Les parties de la chaîne peuvent atteindre ensemble les objectifs de durabilité

Entreprises durables. Économie circulaire. Industrie intelligente. Pour une entreprise de moulage par injection de plastique comme l'exposant GL Plastics, il s'agit de sujets urgents. Toutefois, cela s'applique à de nombreuses organisations. Après tout, il a été convenu dans l'accord sur les matières premières que la société devrait être entièrement circulaire d'ici 2050 et que nous allons nous assurer que nous sommes à mi-chemin d'ici 2030. Il est certain que cela nécessite une transition fondamentale, mais comment les organisations s'y prennent-elles ?

Selon Emmo Meijer, figure de proue du Top Sector Chemicals, si l'industrie veut vraiment devenir circulaire, nous devons examiner comment les produits de l'industrie chimique, tels que les plastiques, peuvent être recyclés. Dans ce contexte, M. Meijer estime que la collaboration de l'industrie est nécessaire pour atteindre les objectifs. 1 Cette proposition intéressante a incité GL Plastics à mettre en place une enquête de référence en collaboration avec le cabinet d'études de marché The Blue Hour. L'enquête a été menée auprès de répondants homogènes et donne un aperçu des actions concrètes que l'industrie peut entreprendre pour produire (conjointement) de manière durable.

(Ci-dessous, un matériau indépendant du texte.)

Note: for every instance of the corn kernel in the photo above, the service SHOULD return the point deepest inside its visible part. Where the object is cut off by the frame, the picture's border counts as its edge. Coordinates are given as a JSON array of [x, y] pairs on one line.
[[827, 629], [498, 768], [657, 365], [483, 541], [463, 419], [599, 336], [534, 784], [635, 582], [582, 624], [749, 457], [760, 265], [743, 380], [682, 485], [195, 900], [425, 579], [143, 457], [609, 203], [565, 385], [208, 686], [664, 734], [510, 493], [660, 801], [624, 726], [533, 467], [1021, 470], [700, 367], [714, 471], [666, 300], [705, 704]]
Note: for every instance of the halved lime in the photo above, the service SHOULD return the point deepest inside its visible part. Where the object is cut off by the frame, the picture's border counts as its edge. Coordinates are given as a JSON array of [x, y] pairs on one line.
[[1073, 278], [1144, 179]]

Travailler ensemble sur la durabilité

Le fait que la coopération soit nécessaire pour rendre la chaîne plus durable est également démontré par le fait que 70% des personnes interrogées ont indiqué que les produits étaient souvent composés en partie de produits semi-finis provenant de parties externes. 60% indique que l'aspect de la durabilité est transféré aux fournisseurs autant que possible. GL Plastics, en tant que producteur de produits semi-finis en plastique technique, peut également souscrire à cette tendance et n'est pas le seul à le faire. 67%, par exemple, indique qu'elle connaît une augmentation à cet égard.

Le début semble être là

Au vu des résultats de l'enquête de référence, il apparaît que les portes de la coopération dans le domaine de la durabilité sont effectivement ouvertes, car de nombreuses organisations en font une priorité de leur agenda. Pas moins de 86% disent vouloir investir pour rendre leurs propres processus plus durables. Le développement durable est important pour les organisations, comme le montre la note moyenne de 7,3. Les premières mesures sont donc prises. 40% a déclaré qu'elle était en train de se transformer afin de produire de manière aussi durable que possible. Toutefois, dans le cas de 27%, cela n'est possible qu'avec de nouveaux produits ou projets. Toutefois, lors de la création d'une nouvelle entreprise, la durabilité est la priorité numéro un pour 59%.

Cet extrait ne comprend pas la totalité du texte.